Military advancements have introduced new sources of brain injury, particularly from explosions, which generate blast waves that shake the brain violently within the skull (Taber et al., 2006). Unlike traditional head injuries, blast-induced TBIs can affect brain function even without direct impact. Additionally, the increased human lifespan and medical advances have contributed to the prevalence of TBIs. In ancient times, individuals with severe head injuries often did not survive. However, modern medicine now allows many to recover from previously fatal injuries, leading to an increase in cases of long-term brain damage being studied (DeKosky et al., 2010).

The Future of Brain Protection

Understanding the difference between external trauma and internal motion-related injuries is essential for developing better protection strategies. Innovations in helmet technology, safer vehicle designs, and increased awareness in sports training are steps toward reducing TBIs.
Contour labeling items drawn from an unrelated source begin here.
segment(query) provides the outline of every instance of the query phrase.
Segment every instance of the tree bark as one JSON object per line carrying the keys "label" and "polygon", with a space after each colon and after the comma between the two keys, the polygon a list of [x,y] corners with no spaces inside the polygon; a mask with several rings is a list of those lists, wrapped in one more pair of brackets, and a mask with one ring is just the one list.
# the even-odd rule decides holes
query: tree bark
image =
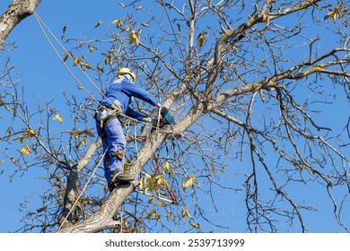
{"label": "tree bark", "polygon": [[0,49],[13,29],[34,13],[41,0],[13,0],[0,17]]}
However, since the primary challenge lies in the movement of the human brain inside the skull, solutions must go beyond traditional protective barriers. Research into improved diagnostic tools, treatment methods, and neurological rehabilitation is crucial for adapting to modern technology's challenges. Episode 5 of my podcast, Extreme Brains, explores these issues in greater depth.

References

Bayly, P. V., et al. (2005). "Deformation of the human brain induced by mild acceleration." Journal of Neurotrauma, 22(8), 845–856.

Broglio, S. P., et al. (2011). "The epidemiology of sport-related concussion." Clinics in Sports Medicine, 30(1), 1–17.

DeKosky, S. T., et al. (2010). "Traumatic brain injury—pathophysiology and neurodegeneration." Nature Reviews Neurology, 6(1), 39–49.

Giza, C. C., & Hovda, D. A. (2001). "The neurometabolic cascade of concussion." Journal of Athletic Training, 36(3), 228–235.

Guskiewicz, K. M., et al. (2007). "Recurrent concussion and risk of depression in retired professional football players." Medicine & Science in Sports & Exercise, 39(6), 903–909.

Hardy, W. N., et al. (2007). "Investigation of head injury mechanisms using neutral density technology and high-speed biplanar X-ray." Stapp Car Crash Journal, 51, 17–80.

Lieberman, D. E. (2011). The Evolution of the Human Head. Harvard University Press.

McKee, A. C., et al. (2009). "Chronic traumatic encephalopathy in athletes: progressive tauopathy after repetitive head trauma." Journal of Neuropathology & Experimental Neurology, 68(7), 709–735.

Meaney, D. F., & Smith, D. H. (2011). "Biomechanics of concussion." Clinical Sports Medicine, 30(1), 19–31.